My mother often talked of ‘upbringing’. Whatever it was, we had it.
—I’ve got upbringing, I said to the girl at school sitting next to me in the single desk. All desks in Standard One were singles, an advance on the primers with their chairs and tables that made you feel you were being put in a doll’s house, but how my heart beat fast when I walked by Standard Two’s room and saw the double desks which the children talked of as ‘jewl’ desks. How I longed to sit in a ‘jewl’ desk! How I longed to be asked to fill the inkwells on Monday mornings! To put the flowers in water and be able to stand, dawdling, alone, out by the taps, listening to the mixed murmur of tables or the singing of Come Oh Maidens ‘Come Oh Maidens welcome here
you in all the world so dear
come oh maidens welcome here
come oh maidens come,
Gaily our canoe shall glide
row her o’er the flowing tide,
twirling pois shall aid beside
till we reach our home.’
For the teacher to ask me to stay behind to help him after school! To give out the exercise books in the morning!
And how I longed to be able to skip ‘Double Dutch’ and French skipping alone instead of being ‘All in together this fine weather’ when the powerful and important children whose mothers gave them whole clothes-lines for skipping-ropes would invite the rabble (including me) to crowd into the skip ‘for good measure’! Oh the stifling feeling of wonder and admiration when I looked upon the one or two pupils who each season brought skipping ‘in’. One day there were no ropes in the playground, the next day a few spun by powerful pioneers; on the third day the excited shout, ‘Skipping’s in! Skipping’s in!’
The days were filled with longings, excitements, discoveries. I discovered geraniums. For days I lived in a dream of geraniums, their name, their colour, the way they spread wild on the ban
ks by the houses in Glen Street. I picked them, touched the petals, crushed the stalks; the juice ran in the cracks of my fingers and hands where my life-line showed, and my heart-line, and my long line of deceit, and, crooked in my little finger, the seven lines which told me the number of children I would have - all my life and my heart and my deceit and my children were drenched with the smell and juice of geraniums!
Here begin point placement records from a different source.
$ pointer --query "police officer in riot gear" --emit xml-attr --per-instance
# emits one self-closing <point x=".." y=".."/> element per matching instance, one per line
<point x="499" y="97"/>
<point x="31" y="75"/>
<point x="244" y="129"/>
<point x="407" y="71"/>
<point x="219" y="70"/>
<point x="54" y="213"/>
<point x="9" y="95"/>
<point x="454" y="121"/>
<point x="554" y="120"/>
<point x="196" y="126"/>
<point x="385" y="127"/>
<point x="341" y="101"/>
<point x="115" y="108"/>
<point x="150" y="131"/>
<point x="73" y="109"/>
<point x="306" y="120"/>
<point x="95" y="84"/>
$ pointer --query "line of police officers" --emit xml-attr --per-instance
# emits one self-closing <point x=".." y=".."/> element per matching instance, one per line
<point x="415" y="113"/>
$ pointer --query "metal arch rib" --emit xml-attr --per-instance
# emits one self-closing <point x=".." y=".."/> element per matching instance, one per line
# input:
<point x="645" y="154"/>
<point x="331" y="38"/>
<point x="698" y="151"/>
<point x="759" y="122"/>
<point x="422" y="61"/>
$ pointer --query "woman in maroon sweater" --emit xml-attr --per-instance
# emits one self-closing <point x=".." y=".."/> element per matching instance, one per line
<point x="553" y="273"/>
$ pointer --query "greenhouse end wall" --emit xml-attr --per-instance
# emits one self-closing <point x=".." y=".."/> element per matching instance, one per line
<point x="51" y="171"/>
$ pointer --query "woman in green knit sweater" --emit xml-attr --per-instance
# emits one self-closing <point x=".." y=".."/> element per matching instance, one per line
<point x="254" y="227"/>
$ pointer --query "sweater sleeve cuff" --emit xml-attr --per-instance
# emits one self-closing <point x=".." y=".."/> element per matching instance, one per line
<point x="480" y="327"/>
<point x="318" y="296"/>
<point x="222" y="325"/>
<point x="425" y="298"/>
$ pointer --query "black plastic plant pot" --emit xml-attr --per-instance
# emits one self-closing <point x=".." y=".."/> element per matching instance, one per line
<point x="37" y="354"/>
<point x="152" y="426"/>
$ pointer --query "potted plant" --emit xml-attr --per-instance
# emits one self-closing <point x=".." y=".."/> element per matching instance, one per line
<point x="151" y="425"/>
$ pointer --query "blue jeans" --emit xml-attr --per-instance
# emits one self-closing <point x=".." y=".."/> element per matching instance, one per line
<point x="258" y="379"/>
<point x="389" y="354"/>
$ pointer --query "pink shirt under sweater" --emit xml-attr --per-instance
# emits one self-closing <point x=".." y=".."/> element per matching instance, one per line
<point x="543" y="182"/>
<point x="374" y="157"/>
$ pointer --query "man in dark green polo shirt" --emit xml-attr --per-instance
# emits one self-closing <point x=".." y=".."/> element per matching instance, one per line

I skipped to Standard Two, by the window, still not in a ‘jewl’ desk. The teacher was a young woman who said ‘Come out here’, and strapped hard, especially on Friday afternoons when we had Silent Reading. One day she looked out of the window and said,‘Where the shy-eyed delicate deer come down in a troop to
drink
When the stars are mellow and large at the coming on of
the night’
and I sat so still, without making any faces or twitching my shoulders, while the deer were drinking; drink; the brink; link; that was water, lapping, and a quick escape into the forest; the ‘mellow’ stars; petals, butter.
—Pay attention!
Pay!
—Take out your Dominion Song Books!
‘God of Nay-shons at Thy Feet,
in the bonds of love we meet,
Hear our praises we en-treat,
God defen Dour Free-land.
Guard Pacifixtrip-lestar
from the bondsof hate an war
maker praises heardafar,
God defen New Zealand!’
Now Come Oh Maidens. Sing up, open your mouths! One, two. Now Like to the Tide.